Ela é alcançável pelos homens nesse estágio? Como diversas ideias do
Espiritismo são paradoxos, a exemplo de as pessoas nascerem com um programa,
mas terem livre arbítrio, é preciso desenvolver um raciocínio complexo para ser
um espírita no século XXI? O termo complexidade é utilizado pelos espíritos
superiores como um tipo de pensamento mais evoluído? Ciência, filosofia e
religião são aspectos dissociáveis? Como eles se interajudam?
É possível se
realizar centenas de novas perguntas aos espíritos com base no pensamento
humano atual, realizando uma espécie de atualização do brilhante trabalho
realizado pelo codificador e demais espíritas nos séculos XIX e XX. Parece ser
chegada a hora de a Ciência Espírita tomar de vez espaço nos lares e nos
corações de toda a humanidade.
Para tanto, é
importante um novo giro do Espiritismo e sua ampla difusão, o que poderia seria
encabeçado, por exemplo, por Divaldo Franco, enquanto coordenador de um grupo
de médiuns a serem estudados juntamente com os ensinamentos dos espíritos que
se manifestam por meio deles, e por Haroldo Dutra Dias, enquanto coordenador de
um grupo de pesquisadores científicos.
A difusão do
Espiritismo é importante não quanto religião no seu sentido mais comum, mas por
ser um conjunto de informações importantíssimas para elevar a qualidade da
vibração dos seres humanos, para ligá-los no Bem, retirando-os da depressão,
dando-lhes energia, impedindo suicídios etc. Como uma típica ciência, o
Espiritismo informa e ajuda a solucionar problemas graves da vida humana.
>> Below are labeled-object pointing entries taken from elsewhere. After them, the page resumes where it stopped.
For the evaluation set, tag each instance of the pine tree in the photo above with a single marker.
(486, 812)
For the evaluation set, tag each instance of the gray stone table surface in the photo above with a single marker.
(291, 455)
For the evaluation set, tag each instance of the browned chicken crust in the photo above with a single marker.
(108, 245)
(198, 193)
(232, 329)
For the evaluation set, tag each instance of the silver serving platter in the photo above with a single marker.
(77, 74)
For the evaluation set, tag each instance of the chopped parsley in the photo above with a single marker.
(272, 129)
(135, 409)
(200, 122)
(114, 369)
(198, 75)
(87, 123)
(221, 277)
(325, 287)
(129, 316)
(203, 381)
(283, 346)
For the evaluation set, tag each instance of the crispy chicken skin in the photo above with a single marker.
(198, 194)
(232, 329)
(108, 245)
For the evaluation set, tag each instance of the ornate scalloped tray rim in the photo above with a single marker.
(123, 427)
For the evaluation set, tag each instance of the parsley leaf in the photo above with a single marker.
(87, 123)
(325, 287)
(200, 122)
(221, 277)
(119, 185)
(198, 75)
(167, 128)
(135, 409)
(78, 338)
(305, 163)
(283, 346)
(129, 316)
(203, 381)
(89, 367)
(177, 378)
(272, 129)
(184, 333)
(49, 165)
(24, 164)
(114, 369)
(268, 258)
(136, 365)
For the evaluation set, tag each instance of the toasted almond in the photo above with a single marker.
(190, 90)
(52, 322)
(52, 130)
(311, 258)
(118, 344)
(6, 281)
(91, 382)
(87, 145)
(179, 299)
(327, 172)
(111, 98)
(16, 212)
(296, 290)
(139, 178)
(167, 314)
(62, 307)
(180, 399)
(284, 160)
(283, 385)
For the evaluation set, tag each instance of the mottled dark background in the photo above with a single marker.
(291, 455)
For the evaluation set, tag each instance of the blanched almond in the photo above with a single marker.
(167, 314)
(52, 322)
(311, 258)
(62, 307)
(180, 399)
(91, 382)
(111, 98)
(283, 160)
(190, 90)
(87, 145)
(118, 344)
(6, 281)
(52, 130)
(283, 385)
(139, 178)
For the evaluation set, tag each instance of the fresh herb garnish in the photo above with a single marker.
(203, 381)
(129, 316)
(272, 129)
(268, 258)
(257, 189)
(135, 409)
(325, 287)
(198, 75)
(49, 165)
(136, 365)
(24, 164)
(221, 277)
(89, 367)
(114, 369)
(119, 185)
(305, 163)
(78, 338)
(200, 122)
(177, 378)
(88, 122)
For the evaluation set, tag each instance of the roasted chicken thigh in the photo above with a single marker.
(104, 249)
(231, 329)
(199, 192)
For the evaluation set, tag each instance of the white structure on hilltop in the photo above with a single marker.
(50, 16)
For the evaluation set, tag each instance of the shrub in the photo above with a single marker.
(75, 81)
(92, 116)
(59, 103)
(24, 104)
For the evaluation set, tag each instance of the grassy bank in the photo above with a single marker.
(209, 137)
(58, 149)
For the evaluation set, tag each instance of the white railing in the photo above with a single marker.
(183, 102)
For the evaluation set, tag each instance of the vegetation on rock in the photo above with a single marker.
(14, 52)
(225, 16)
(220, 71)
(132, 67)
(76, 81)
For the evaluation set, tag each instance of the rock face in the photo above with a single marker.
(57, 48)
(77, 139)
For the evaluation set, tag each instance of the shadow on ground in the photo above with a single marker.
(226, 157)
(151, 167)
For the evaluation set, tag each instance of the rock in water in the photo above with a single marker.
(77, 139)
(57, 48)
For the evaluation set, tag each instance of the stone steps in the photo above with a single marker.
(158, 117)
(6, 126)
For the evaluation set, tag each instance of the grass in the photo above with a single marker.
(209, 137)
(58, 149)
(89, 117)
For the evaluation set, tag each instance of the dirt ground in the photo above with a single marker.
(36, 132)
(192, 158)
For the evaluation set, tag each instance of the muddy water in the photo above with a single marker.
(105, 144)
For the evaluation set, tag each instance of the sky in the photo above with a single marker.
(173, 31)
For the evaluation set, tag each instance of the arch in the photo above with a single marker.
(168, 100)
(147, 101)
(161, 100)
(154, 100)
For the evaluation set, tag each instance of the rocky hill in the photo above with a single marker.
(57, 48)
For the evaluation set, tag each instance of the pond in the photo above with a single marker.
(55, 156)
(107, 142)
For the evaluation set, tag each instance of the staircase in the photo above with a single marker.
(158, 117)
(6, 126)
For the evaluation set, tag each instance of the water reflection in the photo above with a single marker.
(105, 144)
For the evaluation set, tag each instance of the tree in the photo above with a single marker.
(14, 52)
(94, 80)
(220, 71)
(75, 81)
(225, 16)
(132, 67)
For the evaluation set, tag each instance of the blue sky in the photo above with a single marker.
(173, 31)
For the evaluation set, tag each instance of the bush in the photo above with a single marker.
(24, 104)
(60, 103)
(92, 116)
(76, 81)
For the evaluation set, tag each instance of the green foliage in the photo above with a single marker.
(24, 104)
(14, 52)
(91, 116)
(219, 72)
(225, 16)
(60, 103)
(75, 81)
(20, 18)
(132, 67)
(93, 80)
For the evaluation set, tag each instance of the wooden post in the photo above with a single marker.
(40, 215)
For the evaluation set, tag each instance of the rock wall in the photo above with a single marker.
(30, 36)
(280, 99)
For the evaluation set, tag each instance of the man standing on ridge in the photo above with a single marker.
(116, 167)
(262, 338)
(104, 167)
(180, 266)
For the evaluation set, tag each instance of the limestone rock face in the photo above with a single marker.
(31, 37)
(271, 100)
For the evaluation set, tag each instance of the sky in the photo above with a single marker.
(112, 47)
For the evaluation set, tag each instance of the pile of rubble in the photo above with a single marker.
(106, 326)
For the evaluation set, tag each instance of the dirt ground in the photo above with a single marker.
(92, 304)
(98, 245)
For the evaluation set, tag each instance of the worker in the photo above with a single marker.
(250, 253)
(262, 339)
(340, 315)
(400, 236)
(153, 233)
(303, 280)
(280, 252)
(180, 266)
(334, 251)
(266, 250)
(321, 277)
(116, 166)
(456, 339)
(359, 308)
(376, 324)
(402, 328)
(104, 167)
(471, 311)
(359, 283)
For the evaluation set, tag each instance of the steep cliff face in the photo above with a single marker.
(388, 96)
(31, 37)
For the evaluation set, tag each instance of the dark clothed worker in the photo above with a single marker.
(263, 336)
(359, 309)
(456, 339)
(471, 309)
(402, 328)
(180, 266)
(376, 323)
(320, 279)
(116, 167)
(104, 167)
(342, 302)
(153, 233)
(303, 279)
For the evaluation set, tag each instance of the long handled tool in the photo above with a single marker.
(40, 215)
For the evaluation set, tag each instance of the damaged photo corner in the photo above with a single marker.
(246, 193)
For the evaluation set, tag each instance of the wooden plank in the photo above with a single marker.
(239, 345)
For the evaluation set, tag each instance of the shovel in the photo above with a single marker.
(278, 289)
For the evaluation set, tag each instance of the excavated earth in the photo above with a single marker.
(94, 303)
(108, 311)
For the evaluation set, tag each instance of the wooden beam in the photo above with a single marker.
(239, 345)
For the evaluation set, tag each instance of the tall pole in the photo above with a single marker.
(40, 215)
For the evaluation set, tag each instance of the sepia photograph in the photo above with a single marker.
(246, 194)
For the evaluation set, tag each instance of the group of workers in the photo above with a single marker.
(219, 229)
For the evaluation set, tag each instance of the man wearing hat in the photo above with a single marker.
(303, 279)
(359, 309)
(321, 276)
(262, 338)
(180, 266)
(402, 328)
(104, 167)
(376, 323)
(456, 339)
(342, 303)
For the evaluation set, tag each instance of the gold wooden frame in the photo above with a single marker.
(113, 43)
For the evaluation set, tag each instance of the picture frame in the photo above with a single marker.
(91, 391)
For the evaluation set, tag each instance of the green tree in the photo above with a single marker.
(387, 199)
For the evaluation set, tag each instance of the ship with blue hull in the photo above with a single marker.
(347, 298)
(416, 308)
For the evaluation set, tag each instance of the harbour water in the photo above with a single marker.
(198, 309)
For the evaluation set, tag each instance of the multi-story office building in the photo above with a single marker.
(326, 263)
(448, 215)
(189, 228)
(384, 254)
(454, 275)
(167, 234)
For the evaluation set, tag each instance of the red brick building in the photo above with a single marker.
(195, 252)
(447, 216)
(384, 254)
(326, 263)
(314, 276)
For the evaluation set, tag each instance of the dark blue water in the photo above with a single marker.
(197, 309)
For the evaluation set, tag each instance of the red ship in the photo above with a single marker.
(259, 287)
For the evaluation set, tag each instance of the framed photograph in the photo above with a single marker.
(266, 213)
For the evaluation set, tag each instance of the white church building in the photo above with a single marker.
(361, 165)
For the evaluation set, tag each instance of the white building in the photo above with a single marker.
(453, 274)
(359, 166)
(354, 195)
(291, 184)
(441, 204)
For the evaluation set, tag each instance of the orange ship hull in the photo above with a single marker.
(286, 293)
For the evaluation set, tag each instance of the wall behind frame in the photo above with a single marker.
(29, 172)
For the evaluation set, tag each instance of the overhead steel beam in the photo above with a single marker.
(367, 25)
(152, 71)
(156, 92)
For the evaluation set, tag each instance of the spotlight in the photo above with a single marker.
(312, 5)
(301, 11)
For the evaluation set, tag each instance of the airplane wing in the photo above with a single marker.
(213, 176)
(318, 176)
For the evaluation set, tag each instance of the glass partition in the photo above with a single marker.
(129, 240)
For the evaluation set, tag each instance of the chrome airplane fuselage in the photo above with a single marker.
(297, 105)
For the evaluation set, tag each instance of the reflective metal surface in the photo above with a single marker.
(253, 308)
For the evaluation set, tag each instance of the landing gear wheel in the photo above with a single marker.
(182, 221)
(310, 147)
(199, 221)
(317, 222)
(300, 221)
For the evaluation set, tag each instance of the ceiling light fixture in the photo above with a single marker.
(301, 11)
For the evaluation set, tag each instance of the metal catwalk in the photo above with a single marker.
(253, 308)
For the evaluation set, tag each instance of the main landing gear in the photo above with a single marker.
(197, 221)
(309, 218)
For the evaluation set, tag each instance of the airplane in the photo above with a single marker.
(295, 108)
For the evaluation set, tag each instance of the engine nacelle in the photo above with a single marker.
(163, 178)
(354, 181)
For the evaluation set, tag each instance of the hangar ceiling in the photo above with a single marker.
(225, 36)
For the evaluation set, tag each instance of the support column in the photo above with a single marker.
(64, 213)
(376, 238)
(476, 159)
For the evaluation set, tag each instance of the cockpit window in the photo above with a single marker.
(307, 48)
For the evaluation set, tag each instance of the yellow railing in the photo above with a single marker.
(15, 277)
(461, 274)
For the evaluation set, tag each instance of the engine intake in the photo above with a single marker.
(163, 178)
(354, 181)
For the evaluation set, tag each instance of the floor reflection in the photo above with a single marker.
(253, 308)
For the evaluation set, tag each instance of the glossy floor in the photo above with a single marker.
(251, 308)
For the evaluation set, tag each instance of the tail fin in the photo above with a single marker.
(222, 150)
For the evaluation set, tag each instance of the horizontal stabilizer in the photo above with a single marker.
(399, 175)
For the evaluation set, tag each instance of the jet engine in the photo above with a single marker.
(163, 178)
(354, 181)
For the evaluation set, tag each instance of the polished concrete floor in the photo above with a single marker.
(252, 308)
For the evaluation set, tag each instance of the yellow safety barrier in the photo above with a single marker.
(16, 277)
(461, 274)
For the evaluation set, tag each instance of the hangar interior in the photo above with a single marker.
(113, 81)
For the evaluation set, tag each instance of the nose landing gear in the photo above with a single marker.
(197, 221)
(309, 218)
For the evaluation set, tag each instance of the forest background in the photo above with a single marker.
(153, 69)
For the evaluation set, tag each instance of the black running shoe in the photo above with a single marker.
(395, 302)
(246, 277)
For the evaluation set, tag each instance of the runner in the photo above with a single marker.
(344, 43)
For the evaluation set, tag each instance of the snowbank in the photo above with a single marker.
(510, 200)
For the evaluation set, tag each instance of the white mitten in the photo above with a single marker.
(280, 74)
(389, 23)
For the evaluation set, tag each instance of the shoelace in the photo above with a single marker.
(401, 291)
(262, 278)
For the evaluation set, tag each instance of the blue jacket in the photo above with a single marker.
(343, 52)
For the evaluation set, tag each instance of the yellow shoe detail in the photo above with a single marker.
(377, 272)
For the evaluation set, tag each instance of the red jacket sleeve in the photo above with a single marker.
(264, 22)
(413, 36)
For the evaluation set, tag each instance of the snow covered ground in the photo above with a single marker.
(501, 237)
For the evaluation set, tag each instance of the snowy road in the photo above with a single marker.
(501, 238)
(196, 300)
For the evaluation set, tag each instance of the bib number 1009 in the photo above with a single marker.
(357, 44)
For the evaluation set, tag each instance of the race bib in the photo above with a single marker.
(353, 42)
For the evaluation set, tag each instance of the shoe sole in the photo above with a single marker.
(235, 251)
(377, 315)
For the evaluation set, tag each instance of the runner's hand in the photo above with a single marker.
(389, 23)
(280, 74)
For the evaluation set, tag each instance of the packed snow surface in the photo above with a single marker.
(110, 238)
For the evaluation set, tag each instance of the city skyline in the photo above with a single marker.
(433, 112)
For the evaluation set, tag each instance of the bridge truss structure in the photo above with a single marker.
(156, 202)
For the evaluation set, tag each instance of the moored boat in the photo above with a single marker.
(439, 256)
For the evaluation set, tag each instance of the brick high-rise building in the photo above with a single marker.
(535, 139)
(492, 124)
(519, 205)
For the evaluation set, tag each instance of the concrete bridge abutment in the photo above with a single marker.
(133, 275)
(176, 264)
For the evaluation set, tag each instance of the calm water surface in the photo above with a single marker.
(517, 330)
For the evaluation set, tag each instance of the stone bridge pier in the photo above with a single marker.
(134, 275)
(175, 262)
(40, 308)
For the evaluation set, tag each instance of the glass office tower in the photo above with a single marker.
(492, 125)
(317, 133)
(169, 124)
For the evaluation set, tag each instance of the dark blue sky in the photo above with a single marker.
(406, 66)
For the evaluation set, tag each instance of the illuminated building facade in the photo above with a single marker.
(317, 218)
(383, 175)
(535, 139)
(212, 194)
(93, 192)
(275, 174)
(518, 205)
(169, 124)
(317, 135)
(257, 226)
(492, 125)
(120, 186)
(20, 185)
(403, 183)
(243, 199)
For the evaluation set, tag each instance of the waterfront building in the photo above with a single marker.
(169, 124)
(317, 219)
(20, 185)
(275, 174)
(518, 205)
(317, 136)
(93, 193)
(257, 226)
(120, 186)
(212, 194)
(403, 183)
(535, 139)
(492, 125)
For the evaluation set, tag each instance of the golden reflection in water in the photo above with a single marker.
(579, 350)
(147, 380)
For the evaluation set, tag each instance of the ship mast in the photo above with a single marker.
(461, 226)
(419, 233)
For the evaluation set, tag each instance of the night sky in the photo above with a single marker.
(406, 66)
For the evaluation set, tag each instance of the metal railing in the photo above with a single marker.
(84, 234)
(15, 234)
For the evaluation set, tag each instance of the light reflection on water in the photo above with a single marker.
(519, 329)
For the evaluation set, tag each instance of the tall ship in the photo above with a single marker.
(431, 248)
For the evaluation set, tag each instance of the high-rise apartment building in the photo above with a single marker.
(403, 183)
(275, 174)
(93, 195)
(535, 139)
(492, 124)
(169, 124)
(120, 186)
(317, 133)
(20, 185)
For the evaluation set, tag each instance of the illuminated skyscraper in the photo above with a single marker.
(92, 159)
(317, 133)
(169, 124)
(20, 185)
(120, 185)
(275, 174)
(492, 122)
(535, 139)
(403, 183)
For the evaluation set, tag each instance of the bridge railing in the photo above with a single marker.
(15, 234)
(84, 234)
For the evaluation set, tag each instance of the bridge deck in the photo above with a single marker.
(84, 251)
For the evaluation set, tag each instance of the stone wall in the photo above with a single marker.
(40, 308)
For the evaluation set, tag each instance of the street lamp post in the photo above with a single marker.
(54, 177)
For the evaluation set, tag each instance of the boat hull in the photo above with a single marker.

É uma
poderosa ferramenta de conhecimento para a mudança moral e vibratória de que o
mundo tanto carece.
Obs.: alguns
colegas questionaram o fato de essa ser uma opinião do autor, e não dos
espíritos, que têm se focado muito mais nos aspectos morais do que nos
científicos. O autor responde que diversas obras de Emmanuel, André Luiz e
outros espíritos são muito científicas. O próprio Kardec, escolhido para
codificar o Espiritismo, era predominantemente homem da ciência, ateu até os 50
anos e, assim, nada religioso. Repita-se que fortalecer o pilar científico não
é deixar o moral de lado, pois eles se complementam, não brigam. Lembre-se que,
segundo Kardec, em A Gênese[9] quando uma noção do Espiritismo contradisser a
da ciência, deve-se ficar com esta última:
“55. Um último
caráter da revelação espírita, a ressaltar das condições mesmas em que ela se
produz, é que, apoiando-se em fatos, a doutrina tem que ser, e não pode deixar
de ser, essencialmente progressiva, como todas as ciências de observação. Pela
sua substância, alia-se à ciência que, sendo a exposição das leis da natureza,
com relação a certa ordem de fatos, não pode ser contrária às leis de Deus,
autor daquelas leis. As descobertas que a Ciência realiza, longe de o
rebaixarem, glorificam a Deus; unicamente destroem o que os homens edificaram
sobre as falsas ideias que formaram de Deus.
O espiritismo,
pois, estabelece como princípio absoluto somente o que se acha evidentemente
demonstrado, ou o que ressalta logicamente da observação. Entendendo-se com
todos os ramos da economia social, aos quais dá o apoio das suas próprias
descobertas, assimilará sempre todas as doutrinas progressivas, de qualquer
ordem que sejam, desde que hajam assumido o estado de verdades práticas e
abandonado o domínio da utopia, sem o que o espiritismo se suicidaria. Deixando
de ser o que é, mentiria à sua origem e ao seu fim providencial. Caminhando de
par com o progresso, o Espiritismo jamais será ultrapassado, porque, se novas descobertas
lhe demonstrassem estar em erro acerca de um ponto qualquer, ele se modificaria
nesse ponto. Se uma verdade nova se revelar, ele a aceitará”.
Agradecimentos a
Marcília Brito, Fábio Roque Araújo e Laíze Lantyer pelos comentários ao texto.